The lawn kept current, short to exacting standards that I rode my banana bike to town to mow each week in warmers months. Kept clipped, golf course manicured. With exact trimming with oiled, frequently sharpened clippers, a push “silent” yellow hand mower. And the heavy artillery, a turquoise dual wheel self propelled Ex-Cello reel mower. The two mowers I helped Ralph load into the car trunk each fall. To take to be serviced for the coming spring maneuvers on the steep side hill Maine home lawn. For the huge rear patch, front lawn of grass that was always weed free.
Ralph and Marje were card carrying members of the lawn police.
High standards, don’t miss a blade. Not really Gestapo like but close in expectations for their lawn. For everything around them at the Maine home they built. That was not filled with kids of their own. But my comfort while wrestling with the lawn equipment in knowing there is a cold soda, my new favorite kind. And a snack at each completion in the weekly “how did it go” kitchen table lawn debriefing.
Marje worked at the Cary Library, sang in the choir at the Episcopal Church.
Ralph ate dry purple seaweed from Nova Scotia called dulse. I know, right up there with Moxie that always struck me as a kin to liquid tree roots and bark pulverized and mixed with old motor oil.
Pink Canadian peppermints also a treat he had a sweet tooth for munched on wearing his Marine spec crew cut. The kind of severe hairdo that needed the small round push tube of deodorant smelling goop to keep it at attention, straight up. All day.
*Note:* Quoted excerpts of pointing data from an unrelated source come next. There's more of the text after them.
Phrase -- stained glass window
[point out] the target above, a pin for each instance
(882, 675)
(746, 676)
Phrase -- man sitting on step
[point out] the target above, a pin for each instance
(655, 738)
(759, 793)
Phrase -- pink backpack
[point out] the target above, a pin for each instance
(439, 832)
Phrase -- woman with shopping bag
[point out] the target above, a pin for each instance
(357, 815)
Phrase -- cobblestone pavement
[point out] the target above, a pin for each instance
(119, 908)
Ralph’s small cough from lung shrapnel or trench foot soldier warfare mustard gas.
Or neither of the above from the Canadian theatre of the first War. That is one of those questions that parents gone does not allow to be asked, answered today.
Often on his knees in his private spiritual, vegetable garden while I labored mowing. Ralph loved his garden dearly. Tended it with the same degree of lawn standards exactness. In his element in that big garden behind the stick built ranch house. The one with the once thought, best thing since sliced bread light green asbestos siding on Franklin Avenue home in Houlton Maine.